Return of the small car? The president’s latest comments suggest so
By Easton Martin | December 4, 2025
President Trump’s recent push to bring kei cars to the United States is raising an unexpected question: could this mark the beginning of a small car revival?
For decades, the American auto market has steadily moved toward larger and heavier vehicles. SUVs and trucks dominate sales, even among buyers who rarely use their full size or capability. Many choose them because of a widespread belief that bigger means safer. That belief is only partly true, and it has pushed smaller cars out of the mainstream.
Trump’s proposal challenges that trend. Kei cars, long popular in Japan, are compact, lightweight, efficient, and inexpensive.
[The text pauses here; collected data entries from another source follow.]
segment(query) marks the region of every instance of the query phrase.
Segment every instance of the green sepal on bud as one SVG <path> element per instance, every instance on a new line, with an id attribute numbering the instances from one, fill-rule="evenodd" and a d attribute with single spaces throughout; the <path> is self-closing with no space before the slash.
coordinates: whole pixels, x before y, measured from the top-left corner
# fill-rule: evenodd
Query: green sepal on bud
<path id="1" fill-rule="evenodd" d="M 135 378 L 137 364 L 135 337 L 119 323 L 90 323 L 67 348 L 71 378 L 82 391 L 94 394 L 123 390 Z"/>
They are designed for dense urban environments, short commutes, and everyday errands. For millions of American drivers, that is a far closer match to how they actually use their vehicles than a full size SUV.
If the administration succeeds in clearing regulatory hurdles and creating a path for domestically built small cars, the U.S. could see a meaningful shift. Younger buyers who cannot afford ever rising car prices would have new options. Urban drivers would gain vehicles suited to tight parking and low mileage trips. Families with multiple cars could add a cheap, efficient runabout instead of another oversized vehicle.
There will be challenges of course though.The original kei standards do not match U.S. highway speeds or crash requirements, so any American version would need to be adapted. Automakers may also resist building lower profit models.
Even so, the conversation itself hints at change. Many Americans are growing tired of oversized, fuel hungry vehicles that cost more in just about every way. If kei cars or kei inspired designs catch on, the small car market could find its way back into American life.